Die „modernen“ Nachfolger der alten Nazis missbrauchen die Ergebnisse der Intelligenzforschung für ihre rassistische Agenda. Dass sollte auf keinen Fall dazu führen, dass die Intelligenzforschung an sich als „rassistisch“ gebrandmarkt werden sollte, selbst wenn einige ihrer Ergebnisse Wasser auf die Mühlen von Rassisten sein könnten. In letzter Zeit trifft das besonders auf die von Richard Lynn und Tatu Vanhanen in ihrem Buch IQ and the Wealth of Nations aufgeführten IQ-Ergebnisse des als (relativ) kulturneutral geltenden Raven-Tests für 81 Länder zu. Der Durchschnitts-IQ allen Länder zusammen ist danach 91 (Definitionsgemäßer Durchschnitts-IQ: 100). Am höchsten sind danach die Ergebnisse in Ostasien (IQ 104 +- 3), darauf folgen die europäisch-weißen Populationen von Amerika, Europa und Australien (IQ 97 +- 5), und schließlich Subsahara-Afrika (IQ 69 +- 8). Inwieweit die gemessenen Unterschiede von ererbten und von umweltbedingten Faktoren abhängen, ist durchaus strittig. Vor allem die schlechten Afrika-Ergebnisse legen nahe, dass hier viele Menschen unter schlechten Bedingungen aufwachsen und daher nicht ihr genetisch vorgegebenes Potenzial erreichen. Für einen negativen Umwelteinfluss der Armut spricht, dass der Durchschnitts-IQ der in Lynns/Vanhanens Buch untersuchten Länder stark mit dem Bruttoinlandsprodukt pro Kopf korreliert. Der „Vorsprung“ der Ostasiaten gegenüber den „Weißen“ könnte aber tatsächlich teilweise genetisch bedingt sein (was Nazis vermutlich nicht passen dürfte).
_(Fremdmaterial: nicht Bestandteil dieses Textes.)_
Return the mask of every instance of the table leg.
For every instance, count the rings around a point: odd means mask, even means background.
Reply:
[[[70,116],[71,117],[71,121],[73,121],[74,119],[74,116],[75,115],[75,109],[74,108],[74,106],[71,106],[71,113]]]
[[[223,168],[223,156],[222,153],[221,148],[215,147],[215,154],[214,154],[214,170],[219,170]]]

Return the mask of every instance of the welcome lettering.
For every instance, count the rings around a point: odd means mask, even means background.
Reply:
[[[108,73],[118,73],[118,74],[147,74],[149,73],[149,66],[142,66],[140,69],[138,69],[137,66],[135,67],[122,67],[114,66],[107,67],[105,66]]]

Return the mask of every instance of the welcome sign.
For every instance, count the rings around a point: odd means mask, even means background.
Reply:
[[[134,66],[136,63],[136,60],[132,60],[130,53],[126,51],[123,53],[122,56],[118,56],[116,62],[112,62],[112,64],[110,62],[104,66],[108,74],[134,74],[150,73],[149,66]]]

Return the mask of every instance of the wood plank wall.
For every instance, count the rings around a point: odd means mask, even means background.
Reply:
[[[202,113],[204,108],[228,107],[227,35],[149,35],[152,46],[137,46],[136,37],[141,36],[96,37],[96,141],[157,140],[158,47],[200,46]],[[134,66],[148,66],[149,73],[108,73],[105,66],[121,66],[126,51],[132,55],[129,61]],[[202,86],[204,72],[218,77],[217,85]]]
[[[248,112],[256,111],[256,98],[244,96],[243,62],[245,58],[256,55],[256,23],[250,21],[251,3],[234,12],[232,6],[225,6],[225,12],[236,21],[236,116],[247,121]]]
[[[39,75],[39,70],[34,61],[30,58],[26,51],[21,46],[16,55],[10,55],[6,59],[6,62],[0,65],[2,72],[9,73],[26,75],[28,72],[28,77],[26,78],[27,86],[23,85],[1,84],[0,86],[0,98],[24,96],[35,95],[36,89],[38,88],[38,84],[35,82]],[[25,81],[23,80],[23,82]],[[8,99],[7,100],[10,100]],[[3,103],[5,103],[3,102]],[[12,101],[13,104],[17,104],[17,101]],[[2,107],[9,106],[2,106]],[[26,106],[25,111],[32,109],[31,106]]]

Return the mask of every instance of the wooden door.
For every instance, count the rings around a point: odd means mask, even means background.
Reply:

Wie auch immer: in jeder menschlichen Population ist gesamte mögliche Bandbreite der Intelligenz abgedeckt. Selbst wenn askenasische Juden tatsächlich eine besonders hohe Durchschitts-Intelligenz haben sollten, kann ein einzelner askenasischer Jude ein ausgesprochener Dummkopf sein. Es ist grundsätzlich nicht möglich, die Intelligenz eines Menschen an seiner „Ethniezugehörigkeit“ (oder „Rasse“, Kultur, Klasse, Geschlecht, Haarfarbe usw. usw.) abzulesen.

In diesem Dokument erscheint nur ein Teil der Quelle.